Archeological excavations show that Syria was the scene of the first domestication of wheat. Discovery of copper (starting from 4000 BCE) happened during the fifth millennium. The invention of pottery testifies to the changing patterns of life from hunting and nomadic to agricultural and sedentary.
Syria was the connecting link of three continents, Asia Africa and Europe. This was the primary reason for it becoming a battle field in its true sense. On the positive side, it was the hub of a busy trade net work. Phoenicians became the earliest international traders and that is what helped Syria to become the hub.
Between 2500 and 2400 BCE the Semitic Kingdom of Syria existed with the city of Ebla as its centre that was found in 3000 BCE.
The famous “Silk Road/Route” that had a length of 4000 miles helped cultural exchange in a big way.
During the Hellenistic and Roman periods Syria contributed greatly to philosophy. Some of the founders of the Stoic and Neo-Platonic philosophies were Syrians. One of the greatest schools of Roman law flourished in Beirut in Lebanon as seen in the Justinian Code.
This region gave birth to three major religions of the world, Judaism, Christianity and Islam.

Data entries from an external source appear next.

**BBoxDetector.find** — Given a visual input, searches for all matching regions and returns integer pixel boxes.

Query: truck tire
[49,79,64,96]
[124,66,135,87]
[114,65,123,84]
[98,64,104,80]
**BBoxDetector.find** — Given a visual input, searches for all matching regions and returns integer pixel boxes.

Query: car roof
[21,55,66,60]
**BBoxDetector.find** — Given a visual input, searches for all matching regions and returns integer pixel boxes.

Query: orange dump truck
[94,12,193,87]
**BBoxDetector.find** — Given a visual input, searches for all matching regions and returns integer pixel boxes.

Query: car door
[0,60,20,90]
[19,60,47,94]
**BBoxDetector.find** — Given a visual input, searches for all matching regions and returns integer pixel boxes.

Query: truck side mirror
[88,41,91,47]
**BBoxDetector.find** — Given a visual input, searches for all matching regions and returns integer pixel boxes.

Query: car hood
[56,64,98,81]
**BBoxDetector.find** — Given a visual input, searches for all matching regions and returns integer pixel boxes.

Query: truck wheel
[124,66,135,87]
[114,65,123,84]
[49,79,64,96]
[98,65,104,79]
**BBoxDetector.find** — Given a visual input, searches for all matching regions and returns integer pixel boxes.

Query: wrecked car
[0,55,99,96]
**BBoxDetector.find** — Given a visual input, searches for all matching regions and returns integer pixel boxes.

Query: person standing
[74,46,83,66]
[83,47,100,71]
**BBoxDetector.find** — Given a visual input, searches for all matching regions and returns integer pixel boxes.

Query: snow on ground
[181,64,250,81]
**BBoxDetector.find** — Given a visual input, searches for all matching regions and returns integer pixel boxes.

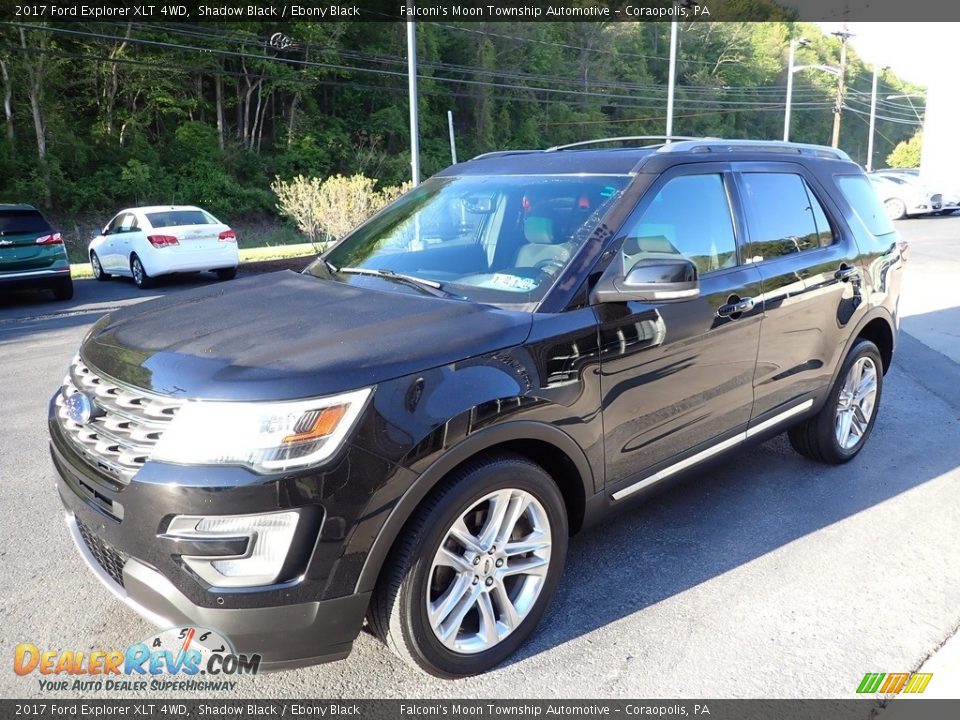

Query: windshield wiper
[337,267,463,300]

Christians in Syria took a leading role in transmitting Greek language, science and Philosophy which lead to the spread of the same in to the Arabic world.
After the spread of Islam, the Syrian capital Damascus became the seat of the Umayyad Empire from where their control was extended to Spain, France in the west and to India and China in the East. Thus Damascus in Syria became the centre of a world larger than that of the Romans for a long time.
The invention and spreading of alphabet is considered to be the greatest gift by the Syrians on humanity. The Greeks borrowed it from them (during 850 and 750 BCE). The Phoenicians (Syrians) received the basis of this system from Egyptian hieroglyphic source through Sinai. Egyptians were using pictures of objects to designate phonologically forty signs which were only consonants. It was in the 16th c. BCE certain Canaanite captive who worked in the turquoise (a bluish green mineral which is hydrous phosphate of copper and aluminium) mines of Sinai gave those pictures Semitic names and values. So when he saw a fox’s head like picture he gave it a Semitic name aleph meaning ship and gave the sound using acrophonic principle. Like that he gave b for beth or house. G is gamel, which is a camel.
Phoenicians picked it up from there and made it a complete system of twenty two signs, but without vowels. They wrote it down in clay tablets, to make it actual cuneiform or wedge-shaped alphabets for them to use.
A region that contributed so much to human culture unfortunately was a battle field all through its history.